Plattsburgh State’s Alpha Epsilon Phi chapter and the American Foundation for Suicide Prevention, or AFSP, have partnered to bring the Out of the Darkness Walk to campus to raise awareness for mental health issues and suicide prevention Sunday, April 24.
“Of students surveyed in the Spring 2014 National College Health Assessment, 33 percent reported feeling so depressed within the past 12 months that it was difficult to function, almost 55 percent reported feeling overwhelming anxiety while 87 percent reported feeling overwhelmed by their responsibilities.
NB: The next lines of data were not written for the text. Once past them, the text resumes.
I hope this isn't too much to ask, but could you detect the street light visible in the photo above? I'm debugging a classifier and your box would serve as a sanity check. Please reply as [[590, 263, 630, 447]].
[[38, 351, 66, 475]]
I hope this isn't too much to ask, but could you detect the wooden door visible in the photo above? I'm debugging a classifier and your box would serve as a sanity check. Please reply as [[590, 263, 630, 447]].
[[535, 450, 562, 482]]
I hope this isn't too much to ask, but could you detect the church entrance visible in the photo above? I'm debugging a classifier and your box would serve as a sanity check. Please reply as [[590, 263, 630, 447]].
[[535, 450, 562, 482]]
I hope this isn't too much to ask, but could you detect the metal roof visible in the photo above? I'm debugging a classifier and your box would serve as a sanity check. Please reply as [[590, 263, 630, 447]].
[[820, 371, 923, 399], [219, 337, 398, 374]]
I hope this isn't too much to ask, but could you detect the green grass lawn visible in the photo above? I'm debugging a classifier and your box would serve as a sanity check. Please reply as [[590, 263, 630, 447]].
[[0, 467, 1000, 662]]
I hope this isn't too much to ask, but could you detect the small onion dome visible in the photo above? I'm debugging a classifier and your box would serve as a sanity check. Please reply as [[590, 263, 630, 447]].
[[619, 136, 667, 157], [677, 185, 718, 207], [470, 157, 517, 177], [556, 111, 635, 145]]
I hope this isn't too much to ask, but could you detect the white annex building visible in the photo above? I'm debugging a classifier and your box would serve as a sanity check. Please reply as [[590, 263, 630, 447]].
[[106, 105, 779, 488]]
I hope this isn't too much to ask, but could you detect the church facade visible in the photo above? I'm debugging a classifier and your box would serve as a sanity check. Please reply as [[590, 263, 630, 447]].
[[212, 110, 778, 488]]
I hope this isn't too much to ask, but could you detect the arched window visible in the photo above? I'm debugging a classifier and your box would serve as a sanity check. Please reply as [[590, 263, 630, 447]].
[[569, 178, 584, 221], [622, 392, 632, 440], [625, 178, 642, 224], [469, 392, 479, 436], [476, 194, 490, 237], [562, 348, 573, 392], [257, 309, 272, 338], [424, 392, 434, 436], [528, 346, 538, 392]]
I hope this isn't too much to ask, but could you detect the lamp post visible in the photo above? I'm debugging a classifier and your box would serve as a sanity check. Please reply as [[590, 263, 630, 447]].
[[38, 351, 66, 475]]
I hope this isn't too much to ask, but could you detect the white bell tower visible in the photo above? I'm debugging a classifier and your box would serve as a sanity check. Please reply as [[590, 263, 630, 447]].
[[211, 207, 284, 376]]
Almost 9 percent seriously considered suicide over the past year,” according to an article published by Healthline.com titled, “Mental Health Problems for College Students Increasing.”
The Out of the Darkness Walk first came to PSUC’s campus in 2010 when PSUC organizational leadership communications alumna Maggie Edwards partnered with AFSP and her sorority, Alpha Epsilon Phi, to help address and break the stigmas of mental-health issues.
Edwards, a survivor of suicide loss, lost her brother in 1999. She said she began participating in similar walks in the Buffalo area in 2005, but as a freshman at PSUC in 2009, she was unable to travel to Buffalo for the Out of the Darkness walk. She decided to bring the walk to Plattsburgh.
“My brother has always been and always will be my inspiration,” Edwards said.
She said the purpose of the walk is to “break the silence” of mental illness and to provide support for those who have experienced mental illness or lost a loved one to suicide.
“I saw change on the Plattsburgh campus,” Edwards said of the first Out of the Darkness walk.
She said social media has also played a large role in providing resources and connections for those affected by mental-health issues and suicide loss.
PSUC senior Latin American Studies major and member of Alpha Epsilon Phi Kaitlyn Kessler is currently responsible for organizing the annual walk.
She said she is invested in the cause as her father is a veteran in the U.S. military. She said although her father is healthy, the number of veteran suicides is “a number too high for comfort.”
Roughly 22 veterans were committing suicide per day between 1999 and 2010, according to a study released in 2013 by the United States Department of Veterans Affairs.
Kessler said military members who serve deserve to be helped.
She said the walk provides a “safe space” for those participating and for those affected by mental-health issues.
Aside from planning the walk, Kessler is also establishing the PSUC Coalition for Suicide Prevention organization, pending Student Association approval. The coalition will help bring awareness to the campus with walks, forums and other workshops to help effectively prevent suicide.
Both Edwards and Kessler said their sorority sisters have been supportive of their efforts each year.
AFSP Area Director of the capital region and south central New York Laura Marx has also been helping to organize the walk on the PSUC campus for three years by fundraising, raising awareness and providing programs to communities.
Marx and AFSP also help provide programs for family members affected by suicide loss and advocacy programs on both state and federal levels.
Edwards said one of the best ways to prevent suicide is to know the warning signs and to know what to do with those signs.
“Mental health doesn’t go away,” she said.
Edwards said the PSUC Student Health and Counseling Center once contacted her when she was a student to tell her about another student who had contemplated suicide. Edwards said this student changed his or her mind after participating in one of Edwards’ workshops on campus.
“Even if I saved one life in my four years (at PSUC), my job was done,” she said.
Registration will begin Sunday at 10 a.m. and the walk will start at 11 a.m. at PSUC Amite Plaza, following Rugar Street to Sanborn Avenue. Participants will then walk down Draper Street, connecting to Broad Street then to Rugar Street, ending at Amite Plaza.